体とこころのバランスを忘れてはいけませんね。

 

「心の中は循環している」

考えても答えの出ないことにマイナスなことに怒りを覚え興奮し、興奮するから余計に怒る。

アランはこれを「地獄のぐるぐる回り」と呼んでいます。

 

『星の王子さま』ではこんなぐるぐる回りに王子さまはぽつりとつぶやいています。

みんなは、そわそわしてたり、どうどうめぐりなんかしてるんだよ・・・

 

さらに「地獄のぐるぐる回り」は加速してどんどん大きく膨れ上がるのがもっと状況を悪くしてしまうのが手に負えないところです。

「想像力」

本来想像力とは人間独自の優れた能力で、想像力があったからここまで生き残ってこれたともいえます。

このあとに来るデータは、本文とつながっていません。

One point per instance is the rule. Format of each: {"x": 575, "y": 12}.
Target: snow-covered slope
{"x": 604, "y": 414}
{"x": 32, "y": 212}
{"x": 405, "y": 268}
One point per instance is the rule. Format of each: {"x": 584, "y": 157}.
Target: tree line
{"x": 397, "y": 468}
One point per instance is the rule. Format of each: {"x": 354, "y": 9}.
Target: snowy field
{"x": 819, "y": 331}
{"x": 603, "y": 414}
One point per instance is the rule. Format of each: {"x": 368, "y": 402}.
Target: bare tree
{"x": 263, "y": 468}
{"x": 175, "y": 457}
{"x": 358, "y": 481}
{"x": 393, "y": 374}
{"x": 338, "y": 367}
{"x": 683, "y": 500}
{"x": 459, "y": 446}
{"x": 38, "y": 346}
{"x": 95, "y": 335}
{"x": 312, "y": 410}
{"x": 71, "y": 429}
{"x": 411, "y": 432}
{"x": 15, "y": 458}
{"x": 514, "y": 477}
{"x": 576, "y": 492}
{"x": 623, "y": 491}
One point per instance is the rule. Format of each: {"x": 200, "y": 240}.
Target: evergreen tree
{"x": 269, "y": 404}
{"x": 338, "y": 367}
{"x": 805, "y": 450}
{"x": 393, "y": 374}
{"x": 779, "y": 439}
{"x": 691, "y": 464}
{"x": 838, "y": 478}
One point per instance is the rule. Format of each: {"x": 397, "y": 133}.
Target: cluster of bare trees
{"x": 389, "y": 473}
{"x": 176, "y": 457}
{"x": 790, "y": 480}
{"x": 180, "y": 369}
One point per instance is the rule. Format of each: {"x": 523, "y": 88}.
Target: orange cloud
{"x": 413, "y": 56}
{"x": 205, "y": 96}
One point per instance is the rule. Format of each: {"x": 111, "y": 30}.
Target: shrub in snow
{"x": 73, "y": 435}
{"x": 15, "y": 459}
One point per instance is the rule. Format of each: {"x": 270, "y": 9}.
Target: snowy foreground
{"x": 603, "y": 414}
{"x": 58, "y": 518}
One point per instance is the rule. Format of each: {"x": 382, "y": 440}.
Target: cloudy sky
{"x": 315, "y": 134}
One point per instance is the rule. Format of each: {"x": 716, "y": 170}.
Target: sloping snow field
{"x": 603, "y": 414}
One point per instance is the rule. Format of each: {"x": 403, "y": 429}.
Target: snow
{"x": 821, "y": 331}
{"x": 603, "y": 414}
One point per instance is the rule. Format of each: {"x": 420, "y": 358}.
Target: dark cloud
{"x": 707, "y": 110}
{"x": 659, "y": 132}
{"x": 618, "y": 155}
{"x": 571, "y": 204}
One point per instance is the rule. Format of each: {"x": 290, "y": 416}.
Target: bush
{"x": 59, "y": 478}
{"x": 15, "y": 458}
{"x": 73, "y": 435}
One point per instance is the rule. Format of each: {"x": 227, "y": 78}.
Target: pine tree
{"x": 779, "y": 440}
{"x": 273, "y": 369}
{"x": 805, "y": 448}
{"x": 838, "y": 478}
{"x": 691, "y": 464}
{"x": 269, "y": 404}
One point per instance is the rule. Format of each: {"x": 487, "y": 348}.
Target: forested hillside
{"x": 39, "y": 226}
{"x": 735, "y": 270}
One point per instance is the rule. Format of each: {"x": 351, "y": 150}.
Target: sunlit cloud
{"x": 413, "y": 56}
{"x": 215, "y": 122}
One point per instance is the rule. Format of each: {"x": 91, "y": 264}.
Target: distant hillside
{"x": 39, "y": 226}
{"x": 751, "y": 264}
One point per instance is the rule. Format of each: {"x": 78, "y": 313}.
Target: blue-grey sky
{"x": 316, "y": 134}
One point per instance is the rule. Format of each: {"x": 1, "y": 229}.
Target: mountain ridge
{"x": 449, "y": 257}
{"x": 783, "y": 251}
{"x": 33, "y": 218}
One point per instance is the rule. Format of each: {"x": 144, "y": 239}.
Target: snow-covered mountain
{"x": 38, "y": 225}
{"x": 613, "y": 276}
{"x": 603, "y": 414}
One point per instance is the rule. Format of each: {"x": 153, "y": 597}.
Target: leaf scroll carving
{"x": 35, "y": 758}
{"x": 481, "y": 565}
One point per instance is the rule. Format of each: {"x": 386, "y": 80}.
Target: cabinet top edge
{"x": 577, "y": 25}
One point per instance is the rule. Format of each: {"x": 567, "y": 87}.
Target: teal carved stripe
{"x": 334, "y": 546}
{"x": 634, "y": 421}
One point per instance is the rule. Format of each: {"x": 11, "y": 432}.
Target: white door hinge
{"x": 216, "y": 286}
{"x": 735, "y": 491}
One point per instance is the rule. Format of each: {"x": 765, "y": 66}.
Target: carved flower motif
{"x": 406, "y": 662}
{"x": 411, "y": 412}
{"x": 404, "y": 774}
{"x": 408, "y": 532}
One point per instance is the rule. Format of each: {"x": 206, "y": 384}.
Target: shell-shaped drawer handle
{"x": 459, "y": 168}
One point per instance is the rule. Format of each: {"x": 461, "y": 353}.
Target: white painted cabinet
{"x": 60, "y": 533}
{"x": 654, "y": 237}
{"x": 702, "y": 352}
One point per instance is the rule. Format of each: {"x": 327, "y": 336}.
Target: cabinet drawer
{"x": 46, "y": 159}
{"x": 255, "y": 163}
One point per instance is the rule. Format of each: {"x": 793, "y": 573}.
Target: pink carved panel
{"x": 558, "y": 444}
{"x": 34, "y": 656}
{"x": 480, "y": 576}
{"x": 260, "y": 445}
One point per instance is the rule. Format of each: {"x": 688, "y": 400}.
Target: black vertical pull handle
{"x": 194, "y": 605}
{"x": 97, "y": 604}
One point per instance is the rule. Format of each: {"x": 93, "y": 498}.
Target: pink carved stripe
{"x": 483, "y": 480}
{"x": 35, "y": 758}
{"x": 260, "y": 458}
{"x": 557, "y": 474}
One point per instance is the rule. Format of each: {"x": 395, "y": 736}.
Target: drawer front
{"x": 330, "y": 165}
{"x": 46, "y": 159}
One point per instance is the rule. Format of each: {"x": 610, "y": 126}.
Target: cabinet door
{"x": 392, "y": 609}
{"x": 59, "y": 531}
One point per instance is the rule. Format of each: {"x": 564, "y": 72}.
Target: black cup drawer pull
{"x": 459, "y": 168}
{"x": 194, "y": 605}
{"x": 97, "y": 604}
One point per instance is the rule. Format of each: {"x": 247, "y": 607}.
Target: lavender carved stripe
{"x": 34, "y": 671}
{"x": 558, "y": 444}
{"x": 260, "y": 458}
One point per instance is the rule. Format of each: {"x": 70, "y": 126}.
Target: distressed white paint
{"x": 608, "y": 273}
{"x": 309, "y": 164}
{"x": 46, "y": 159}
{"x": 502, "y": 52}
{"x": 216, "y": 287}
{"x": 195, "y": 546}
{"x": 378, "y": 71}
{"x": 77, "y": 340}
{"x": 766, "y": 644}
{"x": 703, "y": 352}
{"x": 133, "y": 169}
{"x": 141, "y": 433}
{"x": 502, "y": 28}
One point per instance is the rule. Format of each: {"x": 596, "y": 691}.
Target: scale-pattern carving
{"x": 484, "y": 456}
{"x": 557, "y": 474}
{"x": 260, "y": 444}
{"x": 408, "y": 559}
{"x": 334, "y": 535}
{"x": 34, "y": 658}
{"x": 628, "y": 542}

しかし悪い方向に想像力が向くと、これはまたやっかいなものに変わってしまうのが特徴でもあります。

 

例えば周囲に対して想像力を使う場合。

実際には起こっていないことを現実に見ているがごとく頭の中に思い浮かべる。

いわゆる妄想です。

そして気分は最悪になり、「地獄のぐるぐる回り」に陥るのです。

 

未来の進化に向けて使うべき想像力を「絶望を生む能力」として使うほど愚かなことはないでしょう。

 

この問題に対してアランの出した答単純明快でした。

「気分がよければそれでいい」

 

気分が良ければ 少々嫌なことやマイナスのことが起きても悪い循環にはなりえません。

 

ではどうやったら「いい気分」でいられるのでしょうか。

それには「微笑み」が重要になってきます。